Two is not automatically too young if the training is progressive and the horse is developmentally ready.
Ten is not automatically too old if the horse remains sound, enthusiastic, and properly supported.
We don’t celebrate an 18-year-old Olympic horse simply because it is 18.
We celebrate it because it is healthy enough to still perform.
The same standard should apply everywhere.
Sport, Business, and Everything In Between
Horse racing can be a business.
There are operations built around scale, strategy, and long-term financial planning — just as there are in breeding, dressage, show jumping, and other disciplines.
But that isn’t the only model.
For many small owners, racing looks far more like participation than investment.
The day-to-day reality is simple:
It’s participation.
It’s experience.
It’s passion.
For some, there may be moments of financial upside. For many, there are not.
And that’s true across nearly every equestrian discipline.
We don’t ride competitively. Racing is one of the ways we engage with the horses we love during this chapter of their lives.
We enjoy:
Visiting the barn
Talking with our trainer
Watching our horses train
Cheering from the rail
Planning their lifetime futures
That experience has value — even if the purse money never covers the bills.
Responsible participation isn’t defined by whether a horse earns.
It’s defined by whether the horse is thriving — and whether there is a thoughtful plan for every stage of their life.
The Double Standard
Here’s the frustration:
If a dressage horse competes for years without earning prize money, no one assumes the owner has “no purpose” for the horse.
If a racehorse runs without winning, people assume it must immediately retire.
Why?
If the horse is:
Sound
Mentally engaged
Properly cared for
Financially supported
Backed by a retirement plan
What is the ethical difference?
We are not chasing profit.
We are participating in a sport.
A Hobby Is Still a Hobby — Even at the Racetrack
Horse racing can absolutely be a business.
But for many of us, it is simply a hobby — one that:
Costs money
Supports an industry
Requires responsibility
Demands long-term planning
And brings genuine joy
The presence of purse money and wagering may shape public perception, but they do not define the motivations of most small owners.
The presence of purse money doesn’t automatically turn it into a profit machine.
Most of the time, it doesn’t.
And that’s okay.
Because value isn’t measured only in earnings.

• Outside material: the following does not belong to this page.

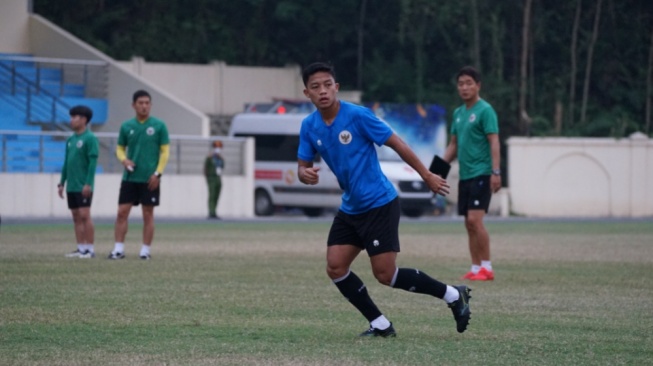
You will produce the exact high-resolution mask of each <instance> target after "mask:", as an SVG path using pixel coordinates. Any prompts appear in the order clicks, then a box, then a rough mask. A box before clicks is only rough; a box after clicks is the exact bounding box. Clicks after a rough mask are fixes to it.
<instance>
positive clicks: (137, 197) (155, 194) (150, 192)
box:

Sometimes it’s measured in experience, connection, and stewardship.
If we truly care about horses, the question isn’t whether they’re earning money.
It’s whether they’re healthy.
Whether they’re willing.
Whether they’re being thoughtfully cared for — today and long after their competitive days are over.
For many of us, racing isn’t a business model.
It’s simply the sport we love.
And loving a sport doesn’t require a profit margin.